The key has no argument. The CPU time increases roughly by a factor equal to the number of symmetry operators, and the results should be the same. This key is available only as a debugging feature, to check the correctness of certain symmetry related algorithms.

Full Fock

At every cycle in the SCF procedure the Fock operator is computed in all integration points. By default the difference with the values of the previous cycle are used to compute changes in the Fock matrix elements.

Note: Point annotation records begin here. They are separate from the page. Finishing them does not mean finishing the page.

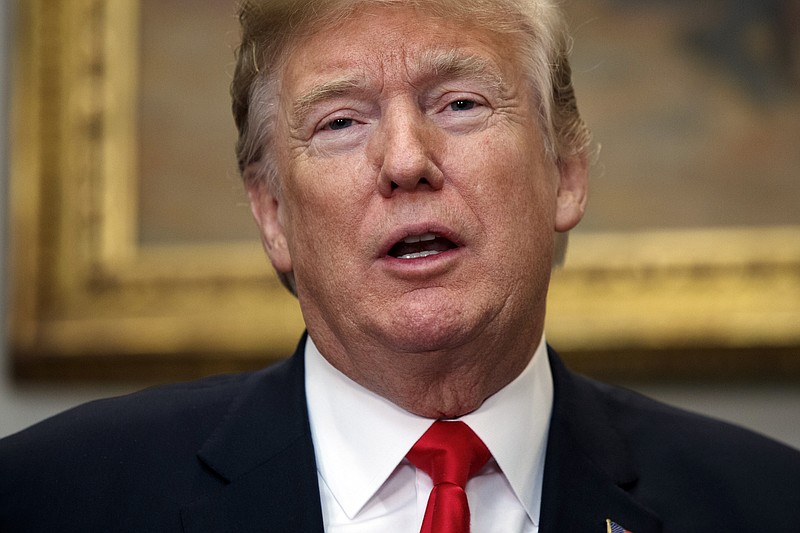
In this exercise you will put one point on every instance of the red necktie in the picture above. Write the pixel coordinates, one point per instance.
(450, 453)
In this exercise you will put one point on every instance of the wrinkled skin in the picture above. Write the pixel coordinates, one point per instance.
(397, 124)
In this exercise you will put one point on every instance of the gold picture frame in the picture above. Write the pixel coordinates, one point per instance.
(89, 301)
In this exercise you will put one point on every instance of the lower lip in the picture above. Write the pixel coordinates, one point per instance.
(424, 265)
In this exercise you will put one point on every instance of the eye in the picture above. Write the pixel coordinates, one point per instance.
(339, 124)
(462, 105)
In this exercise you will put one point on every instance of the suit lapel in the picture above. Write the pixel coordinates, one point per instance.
(588, 471)
(264, 457)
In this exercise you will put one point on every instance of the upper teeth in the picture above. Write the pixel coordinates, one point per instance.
(411, 239)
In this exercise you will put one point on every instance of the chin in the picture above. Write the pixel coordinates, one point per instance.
(428, 330)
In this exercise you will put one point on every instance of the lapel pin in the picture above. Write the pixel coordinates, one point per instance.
(613, 527)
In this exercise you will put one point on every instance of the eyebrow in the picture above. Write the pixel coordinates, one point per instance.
(327, 90)
(453, 64)
(435, 64)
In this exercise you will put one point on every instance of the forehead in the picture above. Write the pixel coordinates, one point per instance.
(401, 40)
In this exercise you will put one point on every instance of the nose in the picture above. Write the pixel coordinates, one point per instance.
(405, 151)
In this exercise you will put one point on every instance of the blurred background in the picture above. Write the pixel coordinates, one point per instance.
(696, 107)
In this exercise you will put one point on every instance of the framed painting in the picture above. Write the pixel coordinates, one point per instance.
(133, 254)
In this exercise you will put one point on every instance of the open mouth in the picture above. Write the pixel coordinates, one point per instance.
(417, 246)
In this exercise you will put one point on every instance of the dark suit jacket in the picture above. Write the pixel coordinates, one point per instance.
(234, 454)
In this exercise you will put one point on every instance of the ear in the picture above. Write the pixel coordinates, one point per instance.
(266, 209)
(572, 195)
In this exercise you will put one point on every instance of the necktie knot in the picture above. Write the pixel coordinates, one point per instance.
(450, 453)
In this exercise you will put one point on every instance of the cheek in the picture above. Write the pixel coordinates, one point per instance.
(325, 208)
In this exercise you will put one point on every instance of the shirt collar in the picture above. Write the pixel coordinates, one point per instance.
(360, 437)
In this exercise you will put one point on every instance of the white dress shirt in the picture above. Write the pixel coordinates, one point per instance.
(361, 439)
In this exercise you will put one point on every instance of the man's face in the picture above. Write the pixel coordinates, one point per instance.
(417, 208)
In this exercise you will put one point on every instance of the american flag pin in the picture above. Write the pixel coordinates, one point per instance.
(613, 527)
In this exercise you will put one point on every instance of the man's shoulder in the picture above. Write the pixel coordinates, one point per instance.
(702, 465)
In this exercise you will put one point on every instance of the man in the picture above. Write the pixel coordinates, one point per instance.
(413, 167)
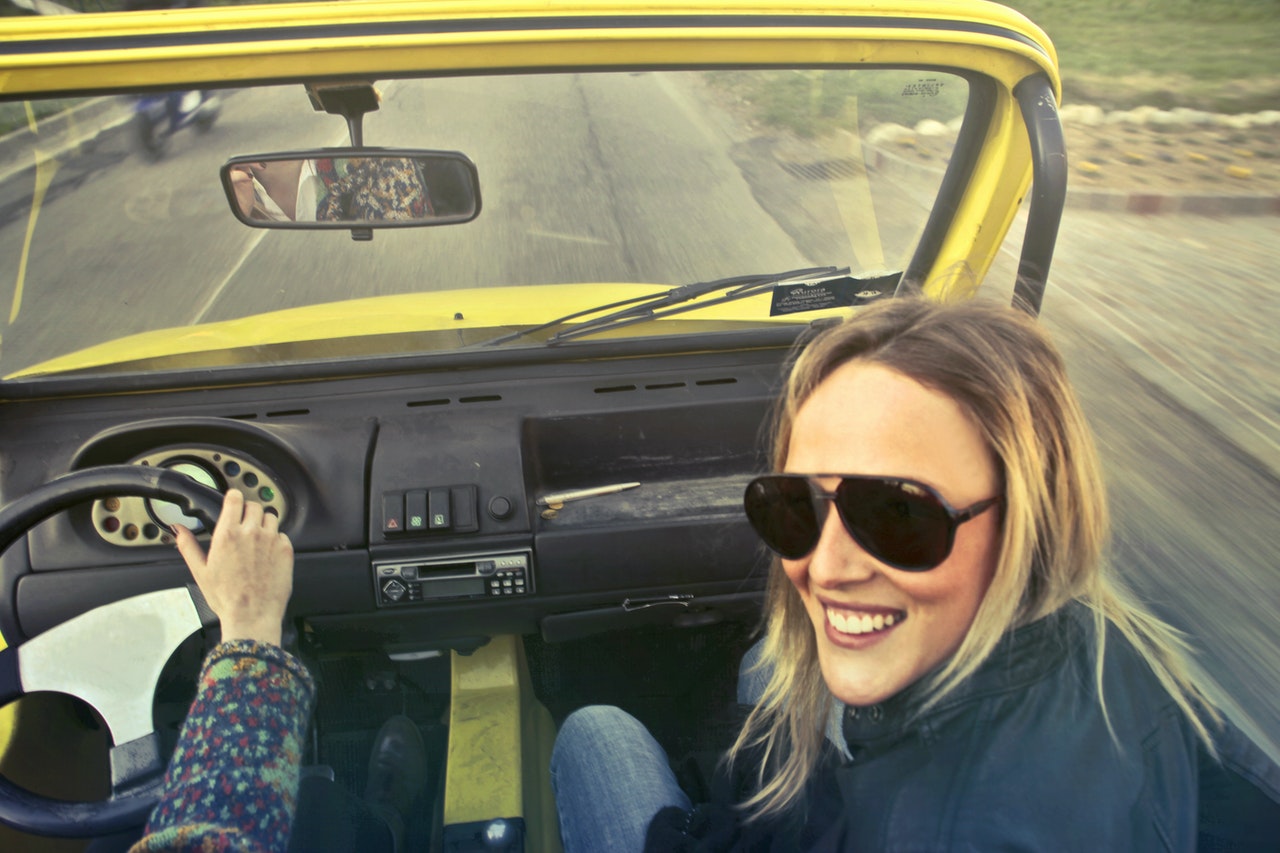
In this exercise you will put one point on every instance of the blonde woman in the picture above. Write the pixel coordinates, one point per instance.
(947, 661)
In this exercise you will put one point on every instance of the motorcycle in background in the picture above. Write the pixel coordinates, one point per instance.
(159, 117)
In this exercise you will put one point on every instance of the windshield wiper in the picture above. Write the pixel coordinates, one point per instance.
(643, 309)
(743, 287)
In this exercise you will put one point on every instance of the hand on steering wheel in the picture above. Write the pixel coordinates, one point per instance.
(247, 575)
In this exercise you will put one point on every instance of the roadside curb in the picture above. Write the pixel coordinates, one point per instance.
(1112, 200)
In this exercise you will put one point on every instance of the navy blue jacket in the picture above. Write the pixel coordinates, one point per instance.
(1018, 758)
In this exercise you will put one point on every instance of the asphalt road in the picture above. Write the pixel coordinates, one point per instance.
(1168, 323)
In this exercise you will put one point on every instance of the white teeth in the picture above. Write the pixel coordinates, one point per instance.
(855, 624)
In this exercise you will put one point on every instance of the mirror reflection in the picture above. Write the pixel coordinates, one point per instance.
(352, 188)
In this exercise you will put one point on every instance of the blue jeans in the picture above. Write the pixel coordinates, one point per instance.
(611, 776)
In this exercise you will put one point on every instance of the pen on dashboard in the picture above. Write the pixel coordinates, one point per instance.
(577, 495)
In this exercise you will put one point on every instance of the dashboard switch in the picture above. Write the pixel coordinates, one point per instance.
(393, 512)
(438, 510)
(415, 510)
(465, 509)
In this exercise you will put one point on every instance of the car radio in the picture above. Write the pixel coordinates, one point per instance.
(487, 575)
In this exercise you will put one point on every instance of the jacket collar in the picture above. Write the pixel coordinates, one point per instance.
(1019, 658)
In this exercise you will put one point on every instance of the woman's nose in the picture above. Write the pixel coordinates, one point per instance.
(837, 557)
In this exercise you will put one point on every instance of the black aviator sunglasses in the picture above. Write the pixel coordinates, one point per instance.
(901, 523)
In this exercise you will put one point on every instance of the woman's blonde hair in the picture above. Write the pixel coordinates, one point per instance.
(1002, 370)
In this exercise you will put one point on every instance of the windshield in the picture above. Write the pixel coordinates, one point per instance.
(595, 187)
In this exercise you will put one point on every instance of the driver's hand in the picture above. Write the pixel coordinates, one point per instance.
(242, 185)
(247, 575)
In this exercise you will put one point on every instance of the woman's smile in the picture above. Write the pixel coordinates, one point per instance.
(881, 629)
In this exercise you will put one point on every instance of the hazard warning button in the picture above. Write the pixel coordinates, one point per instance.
(393, 512)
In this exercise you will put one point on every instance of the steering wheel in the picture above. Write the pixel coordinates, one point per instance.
(109, 657)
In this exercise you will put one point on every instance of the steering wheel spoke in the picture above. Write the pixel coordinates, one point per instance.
(110, 657)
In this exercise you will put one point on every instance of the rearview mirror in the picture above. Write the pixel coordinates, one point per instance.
(352, 188)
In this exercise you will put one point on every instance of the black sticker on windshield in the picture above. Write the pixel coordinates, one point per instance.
(836, 292)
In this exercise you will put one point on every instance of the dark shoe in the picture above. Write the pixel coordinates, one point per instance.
(397, 774)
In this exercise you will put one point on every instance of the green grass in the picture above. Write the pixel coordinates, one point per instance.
(1211, 54)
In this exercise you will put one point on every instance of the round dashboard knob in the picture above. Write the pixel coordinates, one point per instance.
(499, 507)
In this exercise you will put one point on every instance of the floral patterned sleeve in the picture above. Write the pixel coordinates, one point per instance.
(233, 779)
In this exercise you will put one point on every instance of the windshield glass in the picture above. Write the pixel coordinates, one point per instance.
(594, 187)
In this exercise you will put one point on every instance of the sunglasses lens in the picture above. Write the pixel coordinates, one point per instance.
(781, 510)
(900, 523)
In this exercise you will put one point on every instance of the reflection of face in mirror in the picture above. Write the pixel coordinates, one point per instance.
(375, 188)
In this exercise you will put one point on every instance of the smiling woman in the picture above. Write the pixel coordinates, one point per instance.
(999, 687)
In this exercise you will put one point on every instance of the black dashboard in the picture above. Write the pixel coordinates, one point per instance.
(426, 507)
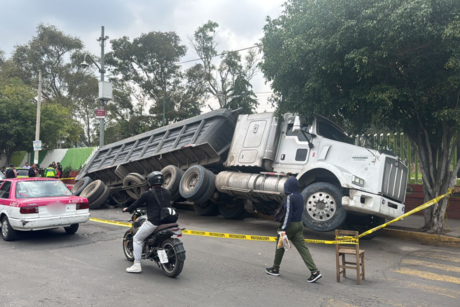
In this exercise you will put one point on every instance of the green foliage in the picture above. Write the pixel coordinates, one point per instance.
(229, 82)
(382, 63)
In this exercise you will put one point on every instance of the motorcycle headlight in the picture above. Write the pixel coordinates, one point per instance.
(358, 181)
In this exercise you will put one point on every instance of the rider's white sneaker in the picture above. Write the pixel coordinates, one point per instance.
(135, 268)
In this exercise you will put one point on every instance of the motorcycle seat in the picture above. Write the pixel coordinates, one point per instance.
(164, 226)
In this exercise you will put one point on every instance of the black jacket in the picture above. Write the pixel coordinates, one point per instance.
(293, 203)
(148, 200)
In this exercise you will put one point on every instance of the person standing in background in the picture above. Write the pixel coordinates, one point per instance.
(59, 169)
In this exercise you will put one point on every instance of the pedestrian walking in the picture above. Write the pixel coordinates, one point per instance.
(59, 169)
(50, 172)
(292, 227)
(11, 173)
(33, 171)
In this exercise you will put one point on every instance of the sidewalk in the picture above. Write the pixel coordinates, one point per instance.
(415, 222)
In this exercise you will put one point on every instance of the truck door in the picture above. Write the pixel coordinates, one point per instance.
(293, 149)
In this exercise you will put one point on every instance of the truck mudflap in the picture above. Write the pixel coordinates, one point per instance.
(363, 202)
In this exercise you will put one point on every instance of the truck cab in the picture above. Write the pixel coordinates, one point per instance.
(342, 184)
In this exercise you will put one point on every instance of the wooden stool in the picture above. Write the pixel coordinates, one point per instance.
(342, 250)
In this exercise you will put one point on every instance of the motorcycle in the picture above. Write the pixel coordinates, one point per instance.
(162, 246)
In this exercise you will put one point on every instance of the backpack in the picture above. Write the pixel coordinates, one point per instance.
(167, 214)
(280, 212)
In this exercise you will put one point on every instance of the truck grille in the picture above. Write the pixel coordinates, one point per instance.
(394, 179)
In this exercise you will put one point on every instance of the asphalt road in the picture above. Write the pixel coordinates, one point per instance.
(50, 268)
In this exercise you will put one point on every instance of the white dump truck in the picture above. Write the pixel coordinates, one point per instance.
(228, 163)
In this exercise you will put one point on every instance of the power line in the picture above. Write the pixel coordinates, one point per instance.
(255, 46)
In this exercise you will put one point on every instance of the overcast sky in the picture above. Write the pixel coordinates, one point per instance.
(240, 23)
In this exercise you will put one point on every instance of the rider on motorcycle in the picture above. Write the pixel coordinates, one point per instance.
(155, 181)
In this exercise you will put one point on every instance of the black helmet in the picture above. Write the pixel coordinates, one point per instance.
(155, 178)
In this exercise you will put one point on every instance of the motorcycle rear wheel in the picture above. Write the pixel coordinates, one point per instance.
(174, 267)
(128, 245)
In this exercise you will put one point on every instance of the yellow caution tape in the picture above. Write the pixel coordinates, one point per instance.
(116, 223)
(419, 208)
(346, 240)
(338, 240)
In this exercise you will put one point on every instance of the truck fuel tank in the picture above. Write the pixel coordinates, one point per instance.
(262, 186)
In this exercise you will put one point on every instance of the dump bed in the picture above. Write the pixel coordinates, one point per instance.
(203, 140)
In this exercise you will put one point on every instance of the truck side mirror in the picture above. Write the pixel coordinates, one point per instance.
(296, 127)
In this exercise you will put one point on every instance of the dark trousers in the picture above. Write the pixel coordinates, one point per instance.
(295, 234)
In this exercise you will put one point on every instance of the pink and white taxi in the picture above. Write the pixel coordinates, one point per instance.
(28, 204)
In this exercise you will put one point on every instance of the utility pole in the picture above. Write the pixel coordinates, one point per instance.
(37, 124)
(164, 109)
(102, 40)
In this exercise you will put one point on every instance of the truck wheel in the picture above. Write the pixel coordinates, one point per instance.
(135, 179)
(232, 211)
(81, 185)
(209, 190)
(100, 200)
(194, 182)
(172, 176)
(206, 209)
(362, 223)
(8, 233)
(323, 209)
(93, 191)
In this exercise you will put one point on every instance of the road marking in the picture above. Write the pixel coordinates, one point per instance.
(433, 265)
(437, 255)
(428, 275)
(433, 290)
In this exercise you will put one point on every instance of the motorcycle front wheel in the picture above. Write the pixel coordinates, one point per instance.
(128, 245)
(174, 267)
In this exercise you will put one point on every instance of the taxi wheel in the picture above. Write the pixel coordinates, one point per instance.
(8, 233)
(71, 229)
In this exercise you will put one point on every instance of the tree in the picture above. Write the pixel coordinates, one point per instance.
(381, 62)
(150, 62)
(229, 82)
(57, 56)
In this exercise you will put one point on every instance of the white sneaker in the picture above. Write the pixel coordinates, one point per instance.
(135, 268)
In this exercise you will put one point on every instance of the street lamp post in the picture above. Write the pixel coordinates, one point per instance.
(37, 125)
(101, 68)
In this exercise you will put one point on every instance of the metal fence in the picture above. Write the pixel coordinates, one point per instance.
(400, 146)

This leads in general to better computational efficiency in two ways: 1) when all such difference values in a block of integration points are very small such a block is skipped in the calculation. 2) if the values are not negligible but still rather small, the contribution from such a block to matrix elements between basis functions with small overlaps are neglected.

With the key

FULLFOCK

this is turned off, so that the complete matrix elements are computed, no blocks are skipped and the neglect of matrix elements between functions with small overlaps (see also the key TAILS) is controlled solely by the function characteristics and precision requirements, not by the development of the SCF.

Electrostatic interactions from Fit density

By default the program tries to evaluate the electrostatic Coulomb interaction energy between the fragments in a molecule using the exact fragment charge densities. The implemented algorithm requires that all fragments are spherically symmetric. This is checked by the program by verifying that all fragments have been computed in atom symmetry. It that is not the case, an alternative method is applied, using the fitted charge densities of the atoms; this is an approximation with a small, but not insignificant error. The following key forces the program to apply the fit density approach even in the case of spherically symmetric fragments. This aspect applies only to the final bonding energy analysis, not to energy computations and their gradients within the automatic geometry optimizer. The purpose of this option is to simulate a previously existing situation where the electrostatic term in the bonding energy was computed from the fit density regardless of the fragments and their internal symmetries.

FITELSTAT

presence of this key in the input file triggers using the fit density.

Save info

Several types of information, gathered during the run, are lost on exit. The SAVE key allows you to prevent the removal of such information.

SAVE info
info

A sequence of names separated by blanks or commas. save may occur any number of times in the input file. save turns save-info options on. Possible info:

TAPE10
File with numerical integration data: points and weights, values of functions (depends on direct-SCF options) and core densities and potentials.
TAPE11
File with fit integrals (STOFIT).
TAPE13
Check point file. This file is lost (by default) only upon normal program exit, i.e. a program-controlled termination (including a program-detected error condition leading to controlled exit). In all such cases all info on TAPE13 is also present on TAPE21. tape13 exists when the program crashes into a core dump for instance, in which case it is uncertain what the contents of TAPE21 will be. The save feature allows you to specify that TAPE13 is kept also upon normal exit.”
TAPE14
Scratch file with numerical integration data, mainly pertaining to individual fragments.
Timing
During an ADF calculation the program gathers a large amount of timing information about the performance of different program parts. It can be printed, at various levels of detail, on standard output (key PRINT). It can also be stored on TAPE21, for later inspection, in a section Timing.”